Hundreds of prisoners go on the run in Rustenburg for offender championships
"It was hard but, I made it. It is an achievement for me," Gloria Moagi, 25, from Polokwane, gasped after she had bolted 1 500m without a shot having been fired, or a single bloodhound having nipped at her heels.
She completed the race without leg irons, in nine minutes and 33 seconds, having led from start to finish.
She was one of about 460 male and female prisoners from Limpopo, Mpumalanga and North West who took part in the Regional Offender Athletics Championships at the Olympia Park Stadium in Rustenburg on Wednesday and Thursday. The warders had made sure that all the gates to the venue were securely locked.
"I wanted to go to the national championship next week and that motivated me to push much harder," she panted.
Neither she nor the other competitors wanted to say what they had been jailed for.
Eighty-four prisoners qualified to represent the region at the national championship in Durban on February 18 and 19.
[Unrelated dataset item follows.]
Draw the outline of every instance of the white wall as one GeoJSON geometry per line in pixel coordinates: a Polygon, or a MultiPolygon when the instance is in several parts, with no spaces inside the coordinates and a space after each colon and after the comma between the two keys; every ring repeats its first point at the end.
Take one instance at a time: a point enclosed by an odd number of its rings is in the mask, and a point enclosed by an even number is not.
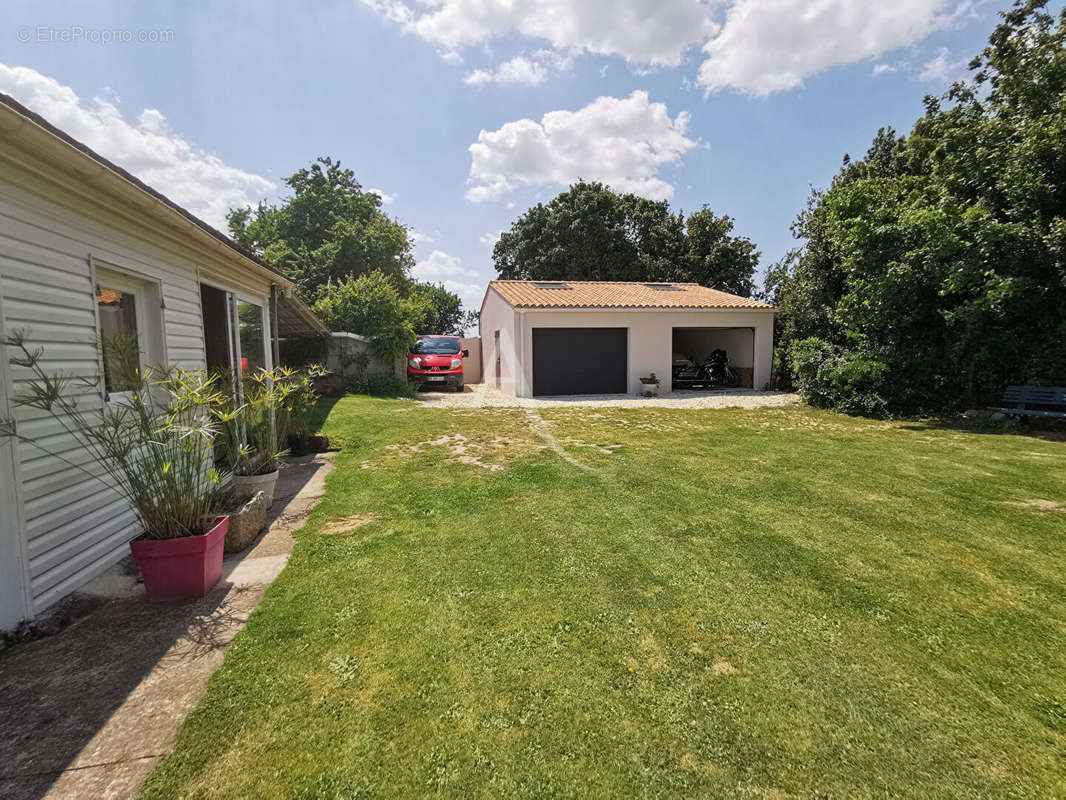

Cynthia Selala, from Middleburg, Mpumalanga, believed doing sport in prison would make her a better person.
"I always wanted to run since my school days," she said.
Thebe Mokunke, 32, from Rooigrond prison near Mahikeng, North West, wanted to carry on running when he was released in 2020.
"I intend to do marathons, including the Comrades marathon. I discovered my talent in prison and want to continue running after my prison days."
Regional head of correctional services, Mandla Mkhwanazi, likened the department to a dry cleaner whose role it was to "clean" criminals. It was up to the world to accept offenders as changed people when they got back into society.
He said sport was good for offenders because it gave them hope.